In effect, I had given up my twenties and most of my thirties to a cause that noone else even thought was a cause. I had turned down some spectactular opportunities as a performer for the sake of being there for my students, but that loyalty was rarely, if ever, repayed. Sure, I built a career of sorts, and a name for myself, but at what cost? I worked massive, crushing hours, more often than not unpaid. I had almost no free time. I worked, ate, slept, and worked again. When I did have time, I was too exhausted to do anything like exercise. The painful truth was that, in the end, I was paying a massive personal and professional price for what I was doing. The only person who was going to look out for me and improve my life…was me.

Taking back control

One thing I had enjoyed doing occasionaly was bushwalking (hiking). I was too unfit to truly enjoy the experience or to get too much out of it. But as I transitioned from focusing on the needs of others to what I needed, that became my target. I was going to seize control of my life and my destiny, and get exercising.

I stopped eating masses of bad food, I reduced the portions I ate, and I started walking regularly. Often on weekends I would do longer walks in the bush. The distances gradually increased  until I was doing 40km (24miles) in a day on rugged and steep trails. I would do 100km over a weekend, with hardly any sleep. These walks were both exhausting and exhilarating.

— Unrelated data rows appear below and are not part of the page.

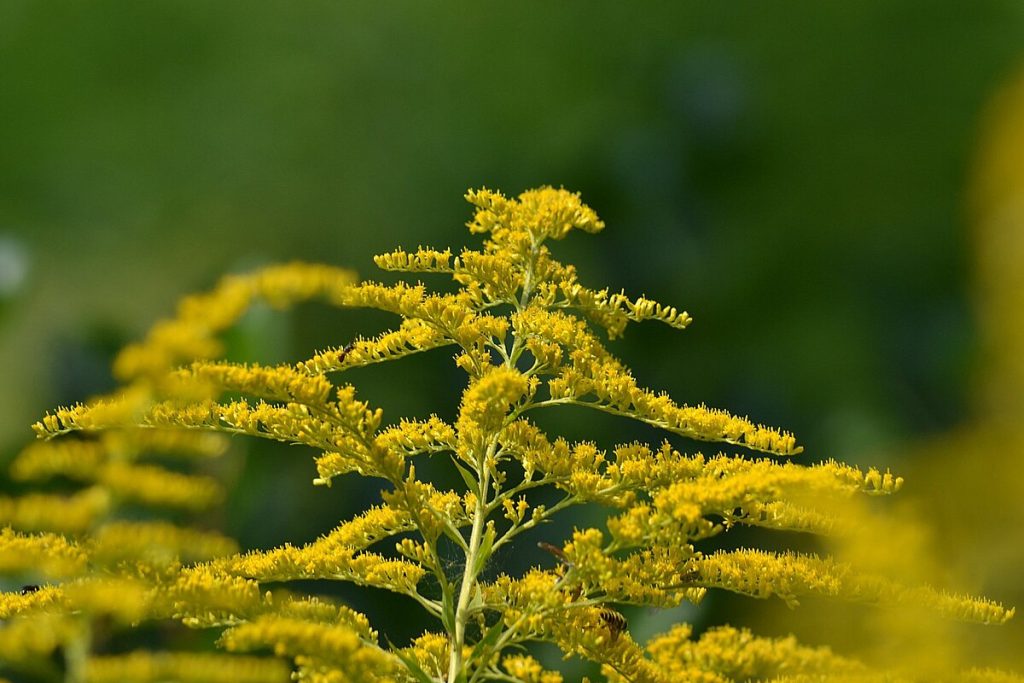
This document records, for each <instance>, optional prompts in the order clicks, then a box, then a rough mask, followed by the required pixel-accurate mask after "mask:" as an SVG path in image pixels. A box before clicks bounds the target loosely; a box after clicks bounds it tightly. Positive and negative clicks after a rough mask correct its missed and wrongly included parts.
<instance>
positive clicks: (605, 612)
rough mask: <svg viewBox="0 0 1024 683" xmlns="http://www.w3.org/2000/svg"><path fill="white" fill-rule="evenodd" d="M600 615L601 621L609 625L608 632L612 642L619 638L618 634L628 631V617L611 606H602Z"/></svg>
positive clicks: (606, 626) (605, 623) (618, 635)
mask: <svg viewBox="0 0 1024 683" xmlns="http://www.w3.org/2000/svg"><path fill="white" fill-rule="evenodd" d="M599 615H600V616H601V621H602V622H604V626H605V627H607V629H608V633H609V634H610V635H611V642H615V641H616V640H618V636H620V635H621V634H622V633H623V632H624V631H626V627H627V626H628V624H627V623H626V617H625V616H623V615H622V614H620V613H618V612H616V611H615V610H614V609H611V608H610V607H601V609H600V612H599Z"/></svg>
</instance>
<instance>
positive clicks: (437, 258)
mask: <svg viewBox="0 0 1024 683" xmlns="http://www.w3.org/2000/svg"><path fill="white" fill-rule="evenodd" d="M451 261H452V250H451V249H445V250H444V251H437V250H436V249H430V248H429V247H426V248H425V247H420V248H419V249H417V250H416V251H415V252H413V253H412V254H410V253H407V252H406V250H404V249H395V250H394V251H392V252H388V253H387V254H380V255H379V256H374V263H376V264H377V267H378V268H380V269H381V270H399V271H402V272H452V264H451Z"/></svg>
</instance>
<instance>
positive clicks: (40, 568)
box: [0, 526, 89, 579]
mask: <svg viewBox="0 0 1024 683" xmlns="http://www.w3.org/2000/svg"><path fill="white" fill-rule="evenodd" d="M88 560H89V556H88V553H87V552H86V551H85V550H83V549H82V548H81V547H80V546H79V545H78V544H76V543H74V542H71V541H68V540H67V539H65V538H63V537H62V536H59V535H57V533H47V532H42V533H32V535H30V533H18V532H17V531H14V530H12V529H11V528H10V527H9V526H8V527H4V528H0V571H2V572H3V573H24V572H33V573H39V574H42V575H44V577H50V578H54V579H59V578H62V577H74V575H76V574H79V573H81V572H82V571H83V570H84V569H85V566H86V563H87V562H88Z"/></svg>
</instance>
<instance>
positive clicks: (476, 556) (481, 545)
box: [473, 522, 496, 577]
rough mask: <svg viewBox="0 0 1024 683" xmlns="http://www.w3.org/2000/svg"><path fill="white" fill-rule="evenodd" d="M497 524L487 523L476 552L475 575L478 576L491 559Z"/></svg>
mask: <svg viewBox="0 0 1024 683" xmlns="http://www.w3.org/2000/svg"><path fill="white" fill-rule="evenodd" d="M495 536H496V533H495V523H494V522H487V528H486V530H484V531H483V538H482V539H481V540H480V548H479V550H477V552H476V560H475V561H474V562H473V575H474V577H475V575H478V574H479V573H480V569H482V568H483V565H484V564H486V563H487V560H488V559H490V549H492V547H493V546H494V545H495Z"/></svg>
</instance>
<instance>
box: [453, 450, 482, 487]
mask: <svg viewBox="0 0 1024 683" xmlns="http://www.w3.org/2000/svg"><path fill="white" fill-rule="evenodd" d="M452 462H453V463H454V464H455V468H456V469H457V470H459V474H461V475H462V480H463V481H465V482H466V487H468V488H469V490H470V492H472V493H473V494H474V495H479V494H478V492H479V489H480V486H479V482H478V481H477V480H476V477H475V476H473V473H472V472H470V471H469V470H468V469H466V467H465V466H464V465H462V464H461V463H460V462H459V459H458V458H456V457H455V456H452Z"/></svg>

By June 2010, my weight was down to 79kg (173lbs). I could walk quickly up hills carrying a heavy pack. I had to buy new, smaller, clothes. I felt great! I even joined a bushwalking club (Sydney University Bush Walkers Assocition – SUBWA) and started doing walks with them. I learned to abseil and started going on canyoning trips.

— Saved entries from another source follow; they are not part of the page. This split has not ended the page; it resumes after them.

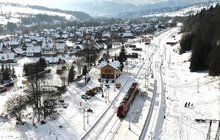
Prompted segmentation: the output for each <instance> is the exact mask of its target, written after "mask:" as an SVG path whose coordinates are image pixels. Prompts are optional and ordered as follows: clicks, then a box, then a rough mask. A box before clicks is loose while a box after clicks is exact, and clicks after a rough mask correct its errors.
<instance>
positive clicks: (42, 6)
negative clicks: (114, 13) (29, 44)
mask: <svg viewBox="0 0 220 140" xmlns="http://www.w3.org/2000/svg"><path fill="white" fill-rule="evenodd" d="M0 10H1V11H2V12H4V11H5V12H11V13H13V12H14V13H21V14H30V13H32V14H48V15H50V14H51V15H58V16H68V17H73V18H74V19H77V20H87V19H90V18H91V17H90V15H89V14H87V13H85V12H80V11H70V10H61V9H54V8H48V7H44V6H34V5H22V4H18V3H9V2H0Z"/></svg>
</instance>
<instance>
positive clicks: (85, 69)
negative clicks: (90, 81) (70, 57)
mask: <svg viewBox="0 0 220 140" xmlns="http://www.w3.org/2000/svg"><path fill="white" fill-rule="evenodd" d="M87 72H88V71H87V66H86V65H85V66H84V67H83V72H82V74H83V75H86V74H87Z"/></svg>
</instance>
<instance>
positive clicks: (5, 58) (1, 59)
mask: <svg viewBox="0 0 220 140" xmlns="http://www.w3.org/2000/svg"><path fill="white" fill-rule="evenodd" d="M0 62H1V63H14V62H16V60H15V54H14V53H0Z"/></svg>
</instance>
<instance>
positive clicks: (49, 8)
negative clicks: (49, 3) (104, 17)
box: [28, 5, 91, 20]
mask: <svg viewBox="0 0 220 140" xmlns="http://www.w3.org/2000/svg"><path fill="white" fill-rule="evenodd" d="M28 6H29V7H30V8H32V9H37V10H45V11H53V12H60V13H64V14H70V15H73V16H75V17H76V18H77V19H79V20H87V19H90V18H91V17H90V15H89V14H87V13H85V12H81V11H69V10H60V9H57V8H55V9H54V8H48V7H44V6H33V5H28Z"/></svg>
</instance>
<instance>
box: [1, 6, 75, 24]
mask: <svg viewBox="0 0 220 140" xmlns="http://www.w3.org/2000/svg"><path fill="white" fill-rule="evenodd" d="M0 11H1V12H2V13H7V14H8V13H10V18H6V17H5V16H0V24H3V25H6V24H7V23H8V22H12V23H21V19H20V18H21V14H23V15H25V16H27V15H37V14H46V15H51V16H61V17H65V18H66V19H67V20H76V17H74V16H73V15H71V14H65V13H61V12H55V11H46V10H38V9H33V8H30V7H28V6H25V5H22V6H20V7H16V6H9V5H0Z"/></svg>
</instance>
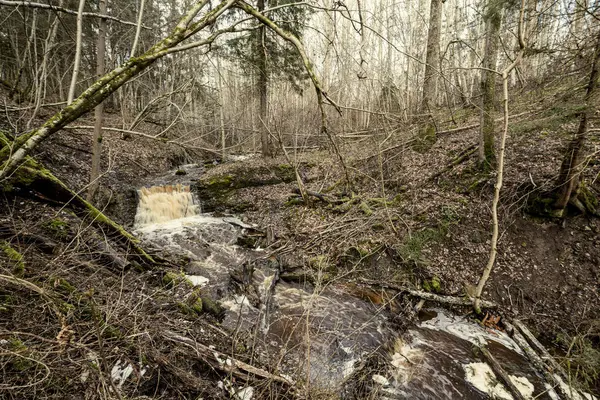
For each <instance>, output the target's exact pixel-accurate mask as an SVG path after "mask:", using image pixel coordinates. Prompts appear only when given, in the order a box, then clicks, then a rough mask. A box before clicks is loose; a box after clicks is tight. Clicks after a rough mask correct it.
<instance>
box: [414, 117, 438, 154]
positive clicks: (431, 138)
mask: <svg viewBox="0 0 600 400" xmlns="http://www.w3.org/2000/svg"><path fill="white" fill-rule="evenodd" d="M436 141H437V136H436V132H435V126H434V125H433V124H432V123H427V124H425V125H424V126H422V127H421V128H420V129H419V132H418V134H417V137H416V140H415V142H414V143H413V144H412V149H413V150H414V151H416V152H418V153H425V152H427V151H428V150H429V149H431V147H432V146H433V145H434V144H435V142H436Z"/></svg>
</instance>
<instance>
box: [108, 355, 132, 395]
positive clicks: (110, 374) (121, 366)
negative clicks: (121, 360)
mask: <svg viewBox="0 0 600 400" xmlns="http://www.w3.org/2000/svg"><path fill="white" fill-rule="evenodd" d="M132 372H133V366H131V364H127V363H123V366H121V360H118V361H117V363H116V364H115V365H114V366H113V367H112V369H111V370H110V377H111V379H112V380H113V382H115V383H116V384H117V387H118V388H121V387H122V386H123V384H124V383H125V381H126V380H127V378H129V376H130V375H131V373H132Z"/></svg>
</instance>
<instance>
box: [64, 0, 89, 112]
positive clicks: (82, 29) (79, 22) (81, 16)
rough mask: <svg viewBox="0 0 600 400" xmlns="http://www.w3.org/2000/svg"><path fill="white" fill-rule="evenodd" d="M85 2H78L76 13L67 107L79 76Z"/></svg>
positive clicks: (71, 102) (81, 0) (69, 102)
mask: <svg viewBox="0 0 600 400" xmlns="http://www.w3.org/2000/svg"><path fill="white" fill-rule="evenodd" d="M84 6H85V0H79V9H78V12H77V37H76V38H75V61H74V62H73V75H72V76H71V86H70V87H69V97H68V99H67V105H68V104H71V103H72V102H73V99H74V98H75V86H77V76H78V75H79V64H81V40H82V38H81V36H82V31H83V7H84Z"/></svg>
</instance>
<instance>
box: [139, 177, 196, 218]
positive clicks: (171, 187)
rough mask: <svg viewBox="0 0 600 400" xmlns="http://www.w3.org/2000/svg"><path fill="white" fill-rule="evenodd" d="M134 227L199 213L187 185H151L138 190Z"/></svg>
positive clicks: (177, 184)
mask: <svg viewBox="0 0 600 400" xmlns="http://www.w3.org/2000/svg"><path fill="white" fill-rule="evenodd" d="M138 195H139V198H140V200H139V203H138V207H137V212H136V214H135V223H134V226H135V228H141V227H143V226H147V225H151V224H157V223H161V222H166V221H170V220H173V219H178V218H183V217H191V216H194V215H198V214H200V204H198V202H197V201H196V200H195V199H194V196H193V194H192V192H191V191H190V187H189V186H188V185H181V184H177V185H167V186H152V187H149V188H141V189H140V190H138Z"/></svg>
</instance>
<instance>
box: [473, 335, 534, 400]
mask: <svg viewBox="0 0 600 400" xmlns="http://www.w3.org/2000/svg"><path fill="white" fill-rule="evenodd" d="M478 349H479V351H480V352H481V354H482V355H483V357H484V358H485V360H486V361H487V362H488V364H489V365H490V366H491V367H492V371H494V373H495V374H496V375H498V376H499V377H500V379H502V382H504V384H505V385H506V387H508V389H509V390H510V392H511V393H512V395H513V397H514V398H515V399H517V400H525V397H524V396H523V394H522V393H521V391H520V390H519V389H518V388H517V387H516V386H515V384H514V382H513V381H512V380H511V379H510V376H509V375H508V373H506V371H505V370H504V368H502V365H500V363H499V362H498V361H497V360H496V359H495V358H494V356H492V353H490V351H489V350H488V349H487V348H485V347H484V346H481V347H478Z"/></svg>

Things went a little bit off during 2011. I got distracted by work, by now my own business, Jazz Workshop Australia (a jazz school, check it out!), started with the support of a friend, and by renovations at home. I walked fewer and fewer weekends, and the weight started creeping back up.

A new focus

But in 2012, I  got back on track. I exercised every day, trying to fit in at least one hour for six days a week and a bit less on the seventh. I do a long walk/run every week and am working through a new series of personal challenges. My main target now that I’ve done the GNW250 is to do some more 6, 12, and 24 hour track races, as well as more bushwalking. This has to fit around my work teaching and running my jazz school as well as rehearsing and gigging, writing, recording music, and more.

Since starting this blog I have also completed a PhD, involving research into jazz education (you can read my doctoral thesis here). Everyone has excuses, and jazz, teaching, and research are mine. It really is a challenge to balance these with training, but of course I remain determined.

On this site I try to document a few walks plus some walking type things I’ve liked or found interesting. I also mention jazz sometimes because it’s an adventure too.